As a councillor, most of the actual powers I would have are directly related to the delivery of housing, including adopting a budget, borrowing money, disposing land held by Dublin City Council, making a development plan and zoning and re-zoning of land. Dublin City Council has a revenue budget of €1 billion for 2019 which is more than ten national government departments are allocated for the same year. There is no greater obligation on a councillor in the next five years than to help increase the supply of both social and affordable housing in this city. I want to ensure that the money that will be spent, and the powers that we can deploy deliver for the housing demands of this city.

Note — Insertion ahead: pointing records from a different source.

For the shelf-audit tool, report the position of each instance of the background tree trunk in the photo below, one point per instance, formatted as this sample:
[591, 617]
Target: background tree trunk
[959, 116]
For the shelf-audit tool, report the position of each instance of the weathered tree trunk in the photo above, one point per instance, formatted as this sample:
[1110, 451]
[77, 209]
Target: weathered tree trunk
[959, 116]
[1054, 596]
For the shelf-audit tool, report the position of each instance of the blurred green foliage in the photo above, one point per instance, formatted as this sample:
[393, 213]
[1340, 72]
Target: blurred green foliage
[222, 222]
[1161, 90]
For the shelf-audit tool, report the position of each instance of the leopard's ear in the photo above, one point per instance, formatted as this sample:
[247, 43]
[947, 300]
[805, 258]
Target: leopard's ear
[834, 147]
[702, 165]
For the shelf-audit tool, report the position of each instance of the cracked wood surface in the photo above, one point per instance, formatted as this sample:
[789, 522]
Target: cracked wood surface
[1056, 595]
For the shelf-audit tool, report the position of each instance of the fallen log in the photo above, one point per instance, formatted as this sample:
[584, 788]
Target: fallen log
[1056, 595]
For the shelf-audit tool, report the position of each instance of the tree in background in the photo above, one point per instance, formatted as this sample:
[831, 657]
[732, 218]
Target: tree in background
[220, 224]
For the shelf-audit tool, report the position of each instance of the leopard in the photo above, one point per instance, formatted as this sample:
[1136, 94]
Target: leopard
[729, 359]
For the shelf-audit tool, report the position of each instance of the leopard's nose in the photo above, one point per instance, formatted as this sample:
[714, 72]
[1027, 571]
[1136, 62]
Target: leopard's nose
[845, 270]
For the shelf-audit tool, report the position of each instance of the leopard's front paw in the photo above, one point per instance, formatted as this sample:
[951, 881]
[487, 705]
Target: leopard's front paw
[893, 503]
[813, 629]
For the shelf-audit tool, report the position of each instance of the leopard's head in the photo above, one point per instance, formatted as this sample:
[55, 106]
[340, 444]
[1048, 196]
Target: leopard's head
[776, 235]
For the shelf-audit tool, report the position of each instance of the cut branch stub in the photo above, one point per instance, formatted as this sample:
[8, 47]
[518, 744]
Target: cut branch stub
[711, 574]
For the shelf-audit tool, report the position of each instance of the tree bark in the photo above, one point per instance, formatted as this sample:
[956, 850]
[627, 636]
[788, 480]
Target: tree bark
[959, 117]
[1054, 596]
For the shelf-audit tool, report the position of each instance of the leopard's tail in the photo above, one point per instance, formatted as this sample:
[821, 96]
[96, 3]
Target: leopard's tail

Dublin City Council has a massive role to play in the affordability of rent in Dublin city. The latest figures show that the council has a housing stock of 24,454 houses and apartments, making it 12 times the size of the largest private landlord in the country. I want to use my actual powers as a councillor and consequent responsibilities over this existing housing stock to help increase affordability of rent in the private rental sector.
I recently held a public meeting with Peter McVerry, which happened to coincide with the increase of homelessness figures to 10,000. It is hard to think of a more pressing social issue that councillors will face over the next five years than tackling homelessness. Peter’s clear view is that Dublin City Council and other local authorities should get back into the business of building social housing. Peter also believes that there should be moratorium on private landlord evictions for the next three years.
While as a councillor, I won’t have any power in relation to such a proposed moratorium, the provision of emergency, short-term and long-term accommodation falls on the shoulders of Dublin City Council. While the economic priority of the council must be in making Dublin a thriving city with which to work and live in, the social priority must be to halt and reduce the plight of homelessness and we all need to work together on a cross-party basis to achieve these aims.
Dublin City Council has a clear statutory function in this area. The first is to maintain and establish where these properties and sites are and list them on a vacant site register. I think the council needs to significantly increase both the investment and resource in this area. Secondly, is the imposition of a levy for those premises actually listed. It is no good just increasing the list and collecting the levies however, the existence of these powers needs to be used as leverage to drive actual development of housing.
As a public representative and as a daily public transport user, I can shine a light both on the problems faced by commuters and how we can overcome one of the worst cities in the world for traffic congestion. I believe a lot of the community disruption that has been caused by recent public transport proposals was entirely avoidable and with better consultation with the affected communities and greater political accountability, more cohesive solutions could have been put forward. If elected, I would hope to use my power to close the gap between residents, business owners, commuters and members of the community to deliver better public transport solutions for the city.
As a keen cyclist myself, I want to use my time in Dublin City Council to focus on delivering cycling infrastructure that is achievable. I don’t believe in pitting car drivers against cyclists or pedestrians because all it does is create unnecessary tensions in communities when most people want better cycling facilities and improved pedestrian amenities for vulnerable road users.
Support in full the implementation of the Dublin City Council Climate Change Action Plan which seeks 33 percent better energy use by the council by 2020 and a 40 percent reduction in the council’s greenhouse gas emissions by 2030. Ensure that any votes that I am asked to consider on whatever the issue is, keeps the council on track to meet those targets.
Each of these issues probably have to be considered separately. Proliferation of litter and dog poo can be changed through behaviour nudged along by both awareness campaigns and more public and dog poo bins in offending areas. Illegal dumping is a serious crime and should be treated as such, and a greater number of investigations and prosecutions are required.
Where parks and green spaces already exist as community amenities, they need to be protected notwithstanding demands for housing and development. Housing with no community is not a home. I also think a key job of a councillor is to harness both the power and resources of local government to work with tidy towns committees and other community groups in this area to help deliver on their aims and objectives and that’s what I intend to do.
Public spaces in Dublin city and suburban villages are essential to the survival of culture, community and enterprise in Dublin. In the last decade, we have seen how the ingenuity of local community groups, artists and businesses have promoted the use of public space above and beyond what ever previously existed in Dublin. A trip to the park as a child was to feed the ducks, now it might be for an outdoor concert, food truck or exhibition. This movement needs to be supported and grow to ensure an appropriate balance is met between the provision of housing and the preservation of community.